Richard, squatting hunched and massive, stared at Baj with small brown eyes half-buried in a shelf of brow – and seemed no longer friendly Richard… A little time passed that seemed a long time, so Baj regretted forgetting advice from the Master. "If trouble might come, don't let it catch you sleeping or sitting on your ass."

But Richard seemed to ease, and said, "My mother, Shrike Tall-Edna, cut her throat in the Pens with a broken cup to free me."

"… Then," Baj said, and had to clear his throat, "- then Lady Weather bless that brave woman."

Richard nodded and seemed satisfied.

"- So," Baj said, "the Person Guard serves Boston with no choice but serving, since the city holds a number of their mothers hostage."

"All who live once breeding is done." Nancy showed her teeth. "Not so very many. But Boston holds those, and keeps their names and numbers secret so no Guardsman or tribal chief knows if his loved one lives or not. Boston holds them – and frees them never."

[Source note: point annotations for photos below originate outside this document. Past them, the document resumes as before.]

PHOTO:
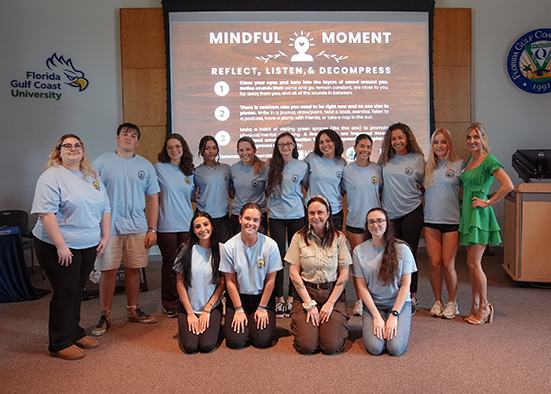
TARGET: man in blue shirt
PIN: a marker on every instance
(127, 178)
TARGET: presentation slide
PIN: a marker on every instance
(259, 74)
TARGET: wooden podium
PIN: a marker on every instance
(527, 254)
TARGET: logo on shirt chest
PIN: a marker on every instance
(450, 174)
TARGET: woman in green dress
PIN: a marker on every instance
(478, 223)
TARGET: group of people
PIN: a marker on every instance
(99, 213)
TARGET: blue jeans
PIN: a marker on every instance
(397, 345)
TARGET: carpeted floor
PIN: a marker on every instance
(512, 355)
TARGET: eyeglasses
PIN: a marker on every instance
(286, 145)
(76, 146)
(379, 222)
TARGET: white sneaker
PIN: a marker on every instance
(280, 310)
(450, 311)
(436, 310)
(358, 308)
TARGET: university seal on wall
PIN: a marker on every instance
(529, 61)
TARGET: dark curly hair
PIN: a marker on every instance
(186, 163)
(339, 148)
(183, 254)
(387, 149)
(275, 171)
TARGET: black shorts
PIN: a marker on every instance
(354, 230)
(443, 228)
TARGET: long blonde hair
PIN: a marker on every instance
(481, 131)
(451, 157)
(54, 159)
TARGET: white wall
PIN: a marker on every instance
(88, 32)
(513, 118)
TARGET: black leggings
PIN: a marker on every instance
(68, 288)
(206, 342)
(408, 228)
(280, 231)
(260, 338)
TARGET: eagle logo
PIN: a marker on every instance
(74, 77)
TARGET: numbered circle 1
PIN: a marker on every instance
(223, 138)
(221, 88)
(222, 113)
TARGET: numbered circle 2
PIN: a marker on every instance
(223, 138)
(222, 113)
(221, 88)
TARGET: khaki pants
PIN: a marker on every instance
(329, 336)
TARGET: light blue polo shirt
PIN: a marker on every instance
(250, 264)
(175, 210)
(78, 205)
(127, 182)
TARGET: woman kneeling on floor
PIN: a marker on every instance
(200, 286)
(250, 261)
(382, 274)
(320, 261)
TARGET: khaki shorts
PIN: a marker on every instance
(128, 249)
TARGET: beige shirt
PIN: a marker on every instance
(318, 265)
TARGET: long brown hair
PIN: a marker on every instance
(386, 146)
(54, 158)
(451, 157)
(258, 164)
(388, 268)
(277, 165)
(183, 254)
(186, 163)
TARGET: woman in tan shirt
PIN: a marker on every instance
(319, 269)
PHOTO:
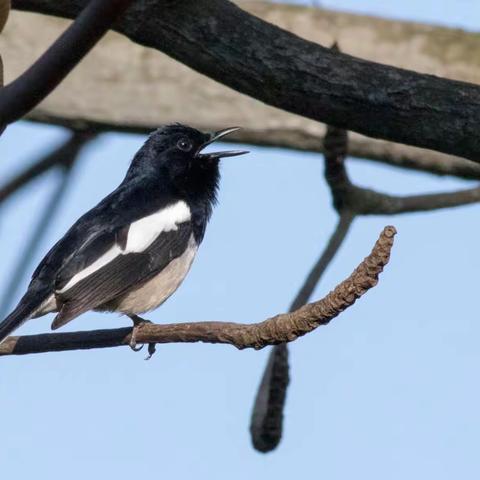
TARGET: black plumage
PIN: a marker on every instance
(139, 240)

"My mother," Richard said, "- sent me word of her promised self-killing by a Faculty Instructor who owed a favor. Else I would never have known it."

"Still, the tribes…"

"Our mothers," Nancy said, "- are their daughters, so both Persons and tribesmen are knotted to Boston town by loved one's lives."

"And the Persons' own children…?"

"Those," Richard said, "- Boston also takes for itself. Though many of us… many cannot have children at all."

Baj said, into silence, "But the woman who Walked-in-air – Patience."

"From her, Baj," Richard said, "- they hold her child."

"The fools hoped they'd made a God-baby at last," angry Nancy lisping the s's into th's, "- to push the turning earth closer to the sun, and bring Warm-times back again."

"That is… not possible."

"So I think." Richard nodded. "For a few New England Talents to manage through the air is one thing. But greater than that, they don't have in them."

"They have shit in them," Nancy said. "And Patience's baby is only a dreamer – though a great one, dreaming forward and back."

"So… Boston rules the East by holding hostages from both fathers and sons."

"See how a Once-prince knows the means." Nancy spat into shrubbery.

"… I'm sure," Baj said, "that my Second-father understood Boston's way. The Chancellor, and my brother also. But knowing those bonds – and breaking them – are two different things."

"But with the mothers dead," Richard said, "- who are also daughters dead – then the bonds are broken for Persons and the tribes."

Errol, restless, tried to tug away, but Richard kept hold of him, made soothing puh puh sounds as the boy settled.

"Which is why we travel so far north and east, Clever Fencer." Nancy seemed to smile at Baj, but wasn't smiling. "- We go to join Shrikes and the Guard, their peace made to march together against Boston. A great revenge for you as well, Sunriser."